God becomes as we are, that we may become as He is.
Decided to get into William Blake; I’ve only read small bits of his bibliography, so I took the plunge with a huge book that contains basically all of his poetry. There’s plenty to talk about, so I’ll be reviewing his books as originally published rather than trying to squeeze everything into a single long review of the collection. This is the first of his illuminated manuscripts in which he used etching to create images that incorporated the text into them; you’ll see a small example in the title page posted above. Most of the images are much more complex however. Anyway, this leads to essentially each page containing one sentence or so since the illustrations take up so much room. So, what was originally book length turns out to only be a couple of pages of text when it’s just printed without the illustrations. I looked up the illustrations later online and they definitely added a lot to the text, though the text has its own interesting ideas.
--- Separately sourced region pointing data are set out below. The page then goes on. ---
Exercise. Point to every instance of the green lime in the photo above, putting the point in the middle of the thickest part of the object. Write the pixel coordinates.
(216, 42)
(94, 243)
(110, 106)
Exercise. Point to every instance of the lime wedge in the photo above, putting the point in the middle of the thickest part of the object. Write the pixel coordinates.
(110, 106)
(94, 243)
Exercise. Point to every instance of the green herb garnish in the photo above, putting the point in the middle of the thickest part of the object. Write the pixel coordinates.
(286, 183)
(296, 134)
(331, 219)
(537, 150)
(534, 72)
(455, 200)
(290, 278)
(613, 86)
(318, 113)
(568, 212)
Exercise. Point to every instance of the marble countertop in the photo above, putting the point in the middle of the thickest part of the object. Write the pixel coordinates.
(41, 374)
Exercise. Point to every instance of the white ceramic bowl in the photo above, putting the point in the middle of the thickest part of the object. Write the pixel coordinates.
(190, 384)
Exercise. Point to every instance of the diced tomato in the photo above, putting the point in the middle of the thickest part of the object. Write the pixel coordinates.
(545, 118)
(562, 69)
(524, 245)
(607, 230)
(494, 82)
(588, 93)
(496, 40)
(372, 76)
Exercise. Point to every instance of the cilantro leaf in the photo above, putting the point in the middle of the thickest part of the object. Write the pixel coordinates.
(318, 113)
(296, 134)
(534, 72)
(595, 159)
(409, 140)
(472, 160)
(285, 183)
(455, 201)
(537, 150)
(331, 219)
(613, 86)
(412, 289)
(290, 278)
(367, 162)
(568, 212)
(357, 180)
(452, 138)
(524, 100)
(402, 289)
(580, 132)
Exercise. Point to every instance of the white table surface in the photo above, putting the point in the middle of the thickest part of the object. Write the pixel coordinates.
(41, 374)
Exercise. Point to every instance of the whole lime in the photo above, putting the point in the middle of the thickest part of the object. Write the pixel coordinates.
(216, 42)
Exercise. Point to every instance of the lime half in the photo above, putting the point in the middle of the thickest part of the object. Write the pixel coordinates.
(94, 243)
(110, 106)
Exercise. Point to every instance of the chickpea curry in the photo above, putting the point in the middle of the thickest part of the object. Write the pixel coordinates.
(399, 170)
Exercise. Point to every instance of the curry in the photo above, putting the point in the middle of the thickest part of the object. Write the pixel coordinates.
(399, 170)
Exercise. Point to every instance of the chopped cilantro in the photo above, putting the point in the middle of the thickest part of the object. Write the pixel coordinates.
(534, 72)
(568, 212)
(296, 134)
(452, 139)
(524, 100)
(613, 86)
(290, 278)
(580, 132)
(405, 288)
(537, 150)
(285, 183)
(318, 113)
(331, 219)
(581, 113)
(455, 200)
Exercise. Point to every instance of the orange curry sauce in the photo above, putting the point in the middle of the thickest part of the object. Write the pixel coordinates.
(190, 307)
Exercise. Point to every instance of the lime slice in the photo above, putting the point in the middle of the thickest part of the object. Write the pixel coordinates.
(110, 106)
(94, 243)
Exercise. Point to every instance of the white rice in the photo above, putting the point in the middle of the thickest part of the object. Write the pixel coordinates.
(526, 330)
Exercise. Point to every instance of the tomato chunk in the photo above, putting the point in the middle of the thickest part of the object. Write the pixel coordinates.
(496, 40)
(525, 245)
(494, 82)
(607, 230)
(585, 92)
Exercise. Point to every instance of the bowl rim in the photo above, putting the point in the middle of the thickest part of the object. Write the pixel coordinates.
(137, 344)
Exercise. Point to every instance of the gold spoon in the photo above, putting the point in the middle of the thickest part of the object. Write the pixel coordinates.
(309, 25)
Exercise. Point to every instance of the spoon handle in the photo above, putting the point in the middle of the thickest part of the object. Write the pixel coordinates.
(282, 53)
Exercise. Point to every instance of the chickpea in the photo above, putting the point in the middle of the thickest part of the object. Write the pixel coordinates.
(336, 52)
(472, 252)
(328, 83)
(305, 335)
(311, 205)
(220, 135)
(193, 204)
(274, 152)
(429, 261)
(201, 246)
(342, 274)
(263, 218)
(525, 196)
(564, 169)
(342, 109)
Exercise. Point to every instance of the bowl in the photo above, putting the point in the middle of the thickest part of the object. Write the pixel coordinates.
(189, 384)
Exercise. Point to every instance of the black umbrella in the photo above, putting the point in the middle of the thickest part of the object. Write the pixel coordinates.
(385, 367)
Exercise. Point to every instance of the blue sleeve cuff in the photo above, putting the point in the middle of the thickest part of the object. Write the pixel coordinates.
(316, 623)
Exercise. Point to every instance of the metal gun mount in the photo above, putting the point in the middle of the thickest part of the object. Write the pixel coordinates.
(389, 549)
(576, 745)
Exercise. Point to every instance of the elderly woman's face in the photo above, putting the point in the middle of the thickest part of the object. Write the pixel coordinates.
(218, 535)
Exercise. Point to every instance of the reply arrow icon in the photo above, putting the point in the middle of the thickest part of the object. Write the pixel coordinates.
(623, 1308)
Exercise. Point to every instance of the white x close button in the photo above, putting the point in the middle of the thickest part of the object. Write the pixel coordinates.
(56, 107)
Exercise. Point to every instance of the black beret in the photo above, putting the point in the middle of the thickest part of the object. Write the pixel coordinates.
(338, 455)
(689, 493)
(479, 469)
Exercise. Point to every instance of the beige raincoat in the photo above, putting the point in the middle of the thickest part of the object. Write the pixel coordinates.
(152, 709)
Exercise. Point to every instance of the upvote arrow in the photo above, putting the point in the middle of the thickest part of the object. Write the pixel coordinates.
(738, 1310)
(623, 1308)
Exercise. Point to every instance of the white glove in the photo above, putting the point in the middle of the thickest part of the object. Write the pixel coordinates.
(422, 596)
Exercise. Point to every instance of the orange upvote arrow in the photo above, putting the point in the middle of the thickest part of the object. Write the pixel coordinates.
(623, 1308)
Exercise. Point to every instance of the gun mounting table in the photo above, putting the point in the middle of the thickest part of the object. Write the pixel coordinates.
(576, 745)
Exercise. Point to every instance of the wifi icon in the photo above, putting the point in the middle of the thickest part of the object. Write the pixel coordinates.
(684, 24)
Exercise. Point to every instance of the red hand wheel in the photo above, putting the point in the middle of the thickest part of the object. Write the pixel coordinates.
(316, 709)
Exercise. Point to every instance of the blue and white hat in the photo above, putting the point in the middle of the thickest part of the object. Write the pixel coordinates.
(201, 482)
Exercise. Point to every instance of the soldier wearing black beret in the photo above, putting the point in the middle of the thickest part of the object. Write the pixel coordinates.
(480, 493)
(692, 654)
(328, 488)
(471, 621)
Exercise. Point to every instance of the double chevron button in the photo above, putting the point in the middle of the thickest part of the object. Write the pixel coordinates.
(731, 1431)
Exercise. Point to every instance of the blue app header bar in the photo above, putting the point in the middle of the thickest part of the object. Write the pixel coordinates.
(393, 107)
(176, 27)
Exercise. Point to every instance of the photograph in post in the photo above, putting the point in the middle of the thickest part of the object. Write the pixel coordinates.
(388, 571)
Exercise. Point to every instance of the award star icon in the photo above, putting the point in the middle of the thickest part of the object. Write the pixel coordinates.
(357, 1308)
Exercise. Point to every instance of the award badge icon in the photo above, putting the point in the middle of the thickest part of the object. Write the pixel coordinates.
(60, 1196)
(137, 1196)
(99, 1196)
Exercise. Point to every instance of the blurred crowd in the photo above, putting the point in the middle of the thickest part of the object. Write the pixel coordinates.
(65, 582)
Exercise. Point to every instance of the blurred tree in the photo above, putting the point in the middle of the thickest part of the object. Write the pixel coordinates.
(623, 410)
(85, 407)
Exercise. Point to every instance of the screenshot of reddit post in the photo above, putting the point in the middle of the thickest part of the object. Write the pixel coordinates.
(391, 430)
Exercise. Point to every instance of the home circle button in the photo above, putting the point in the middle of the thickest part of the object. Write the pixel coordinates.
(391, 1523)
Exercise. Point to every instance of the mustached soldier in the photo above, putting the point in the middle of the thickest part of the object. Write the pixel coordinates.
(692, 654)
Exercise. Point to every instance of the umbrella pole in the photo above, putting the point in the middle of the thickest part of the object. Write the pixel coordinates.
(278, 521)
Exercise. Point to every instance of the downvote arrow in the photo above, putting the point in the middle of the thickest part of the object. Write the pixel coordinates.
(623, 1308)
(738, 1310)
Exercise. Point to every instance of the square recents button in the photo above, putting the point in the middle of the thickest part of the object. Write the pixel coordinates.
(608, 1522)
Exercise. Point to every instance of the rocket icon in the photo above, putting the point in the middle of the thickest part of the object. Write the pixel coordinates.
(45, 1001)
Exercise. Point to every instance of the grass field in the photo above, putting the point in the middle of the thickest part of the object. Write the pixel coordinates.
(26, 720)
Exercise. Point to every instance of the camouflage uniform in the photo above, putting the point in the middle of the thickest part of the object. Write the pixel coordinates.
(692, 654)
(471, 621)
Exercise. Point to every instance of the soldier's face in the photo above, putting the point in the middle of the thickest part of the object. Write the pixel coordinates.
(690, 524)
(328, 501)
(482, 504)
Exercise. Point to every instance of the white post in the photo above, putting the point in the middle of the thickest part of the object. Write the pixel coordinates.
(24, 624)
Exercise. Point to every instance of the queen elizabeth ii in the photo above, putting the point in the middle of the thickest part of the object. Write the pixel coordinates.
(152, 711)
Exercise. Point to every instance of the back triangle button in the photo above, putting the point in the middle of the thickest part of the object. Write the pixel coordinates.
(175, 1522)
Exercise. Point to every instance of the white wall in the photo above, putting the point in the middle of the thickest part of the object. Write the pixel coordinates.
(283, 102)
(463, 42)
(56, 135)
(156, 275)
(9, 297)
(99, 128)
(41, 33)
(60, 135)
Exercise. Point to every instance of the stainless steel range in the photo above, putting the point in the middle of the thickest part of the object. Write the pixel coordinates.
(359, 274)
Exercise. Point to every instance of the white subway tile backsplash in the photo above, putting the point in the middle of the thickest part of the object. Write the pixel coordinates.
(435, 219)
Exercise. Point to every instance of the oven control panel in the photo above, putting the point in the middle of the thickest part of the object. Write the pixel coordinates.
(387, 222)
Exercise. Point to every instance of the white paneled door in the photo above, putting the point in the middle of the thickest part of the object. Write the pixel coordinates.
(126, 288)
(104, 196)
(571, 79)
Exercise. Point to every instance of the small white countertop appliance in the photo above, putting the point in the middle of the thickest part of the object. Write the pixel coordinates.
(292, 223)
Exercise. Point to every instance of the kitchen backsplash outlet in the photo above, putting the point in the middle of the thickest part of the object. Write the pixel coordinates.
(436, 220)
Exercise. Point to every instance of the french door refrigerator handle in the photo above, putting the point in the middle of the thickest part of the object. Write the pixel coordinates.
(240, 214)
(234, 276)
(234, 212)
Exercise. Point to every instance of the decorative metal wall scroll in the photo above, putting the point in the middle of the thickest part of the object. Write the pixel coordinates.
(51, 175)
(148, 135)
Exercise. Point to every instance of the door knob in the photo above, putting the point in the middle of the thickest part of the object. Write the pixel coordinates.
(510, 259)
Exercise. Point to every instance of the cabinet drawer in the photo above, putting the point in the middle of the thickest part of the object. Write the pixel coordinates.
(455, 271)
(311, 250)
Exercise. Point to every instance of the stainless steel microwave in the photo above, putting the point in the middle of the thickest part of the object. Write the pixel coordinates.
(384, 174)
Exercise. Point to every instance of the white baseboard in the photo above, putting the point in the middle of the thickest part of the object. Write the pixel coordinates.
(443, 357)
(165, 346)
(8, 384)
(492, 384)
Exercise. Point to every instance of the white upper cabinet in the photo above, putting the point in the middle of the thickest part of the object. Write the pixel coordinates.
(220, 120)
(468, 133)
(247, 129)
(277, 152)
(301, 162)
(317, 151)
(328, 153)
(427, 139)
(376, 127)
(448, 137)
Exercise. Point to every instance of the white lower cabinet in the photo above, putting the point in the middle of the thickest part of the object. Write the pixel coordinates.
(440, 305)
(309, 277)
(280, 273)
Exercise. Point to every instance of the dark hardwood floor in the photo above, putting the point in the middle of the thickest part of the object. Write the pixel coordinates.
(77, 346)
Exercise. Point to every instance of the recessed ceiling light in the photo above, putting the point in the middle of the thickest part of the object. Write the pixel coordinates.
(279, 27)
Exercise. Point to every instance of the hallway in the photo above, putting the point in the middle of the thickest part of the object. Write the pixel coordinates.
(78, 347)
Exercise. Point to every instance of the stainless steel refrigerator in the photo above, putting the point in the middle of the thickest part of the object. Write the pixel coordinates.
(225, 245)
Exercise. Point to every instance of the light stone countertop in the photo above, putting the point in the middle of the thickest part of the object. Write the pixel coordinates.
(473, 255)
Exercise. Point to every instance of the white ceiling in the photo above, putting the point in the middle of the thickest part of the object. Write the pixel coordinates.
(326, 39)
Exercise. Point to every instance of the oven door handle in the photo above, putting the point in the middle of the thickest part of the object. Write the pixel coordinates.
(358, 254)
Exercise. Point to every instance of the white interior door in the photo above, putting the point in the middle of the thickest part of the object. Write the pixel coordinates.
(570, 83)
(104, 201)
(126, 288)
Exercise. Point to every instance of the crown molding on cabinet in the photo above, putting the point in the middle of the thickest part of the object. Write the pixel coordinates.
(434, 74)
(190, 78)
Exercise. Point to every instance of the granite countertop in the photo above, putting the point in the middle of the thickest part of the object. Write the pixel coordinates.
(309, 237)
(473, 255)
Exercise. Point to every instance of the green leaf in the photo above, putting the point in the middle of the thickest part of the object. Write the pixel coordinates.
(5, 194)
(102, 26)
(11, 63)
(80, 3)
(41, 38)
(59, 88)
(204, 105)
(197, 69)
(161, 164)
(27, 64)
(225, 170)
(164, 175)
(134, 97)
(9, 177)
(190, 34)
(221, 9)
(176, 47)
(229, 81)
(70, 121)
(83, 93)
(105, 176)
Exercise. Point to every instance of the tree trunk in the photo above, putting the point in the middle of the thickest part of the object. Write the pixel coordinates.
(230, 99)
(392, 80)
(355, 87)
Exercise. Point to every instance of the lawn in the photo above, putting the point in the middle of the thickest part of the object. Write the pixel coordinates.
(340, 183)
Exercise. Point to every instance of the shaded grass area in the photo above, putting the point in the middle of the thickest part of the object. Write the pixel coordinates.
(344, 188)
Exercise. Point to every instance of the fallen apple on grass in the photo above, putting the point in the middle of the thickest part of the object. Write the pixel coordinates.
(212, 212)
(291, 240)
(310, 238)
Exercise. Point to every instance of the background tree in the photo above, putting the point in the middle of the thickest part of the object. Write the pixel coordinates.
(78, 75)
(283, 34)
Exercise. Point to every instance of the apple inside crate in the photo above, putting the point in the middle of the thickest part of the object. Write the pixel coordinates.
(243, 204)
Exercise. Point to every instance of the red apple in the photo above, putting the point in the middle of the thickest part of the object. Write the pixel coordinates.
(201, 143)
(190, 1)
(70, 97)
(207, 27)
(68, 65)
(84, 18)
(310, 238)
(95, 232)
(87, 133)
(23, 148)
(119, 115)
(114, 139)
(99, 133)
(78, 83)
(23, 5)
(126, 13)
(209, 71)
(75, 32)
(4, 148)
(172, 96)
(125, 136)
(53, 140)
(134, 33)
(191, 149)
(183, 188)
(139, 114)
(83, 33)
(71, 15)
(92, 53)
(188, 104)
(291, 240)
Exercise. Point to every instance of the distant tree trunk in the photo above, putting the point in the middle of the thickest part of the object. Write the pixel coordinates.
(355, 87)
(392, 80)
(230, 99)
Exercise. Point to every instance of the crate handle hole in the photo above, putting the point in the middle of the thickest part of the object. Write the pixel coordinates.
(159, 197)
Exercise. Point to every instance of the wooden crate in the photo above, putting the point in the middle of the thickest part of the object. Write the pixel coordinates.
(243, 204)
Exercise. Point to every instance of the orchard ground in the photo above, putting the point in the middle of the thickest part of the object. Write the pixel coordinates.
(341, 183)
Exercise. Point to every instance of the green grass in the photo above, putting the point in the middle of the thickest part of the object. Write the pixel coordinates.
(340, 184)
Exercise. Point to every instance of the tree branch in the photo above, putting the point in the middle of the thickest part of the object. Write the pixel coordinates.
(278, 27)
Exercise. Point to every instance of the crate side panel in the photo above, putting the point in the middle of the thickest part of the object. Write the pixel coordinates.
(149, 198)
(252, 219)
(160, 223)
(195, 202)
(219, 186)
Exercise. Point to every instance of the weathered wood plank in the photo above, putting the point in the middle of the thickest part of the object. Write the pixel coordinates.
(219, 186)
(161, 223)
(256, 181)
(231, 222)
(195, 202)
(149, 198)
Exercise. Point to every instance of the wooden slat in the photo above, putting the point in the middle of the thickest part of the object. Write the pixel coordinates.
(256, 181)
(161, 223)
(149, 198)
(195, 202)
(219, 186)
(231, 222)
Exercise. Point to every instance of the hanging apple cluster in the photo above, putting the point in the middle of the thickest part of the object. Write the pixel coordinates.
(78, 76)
The book is split into two sections. In the first, Blake sets out the argument for a purely rationalist, empirical view of existence; in the second, Blake lays out his argument against this view and argues for a spiritual component to life. Blake was obviously an extremely spiritual person, but he refrains from mocking the empirical view. To the degree, in fact, that some scholars have struggled to decide which perspective Blake is actually arguing for here; anyone familiar with his other writings will see that it’s obviously that he’s arguing for the side of the spiritual and transcendent. Anyway, this one is very short on text, but it makes its points, even without the illustration element. 3 stars.
tl;dr – religious tract becomes very brief without the illustrations included, but it lays out a case for spirituality in place of rationalism with passion. 3 stars.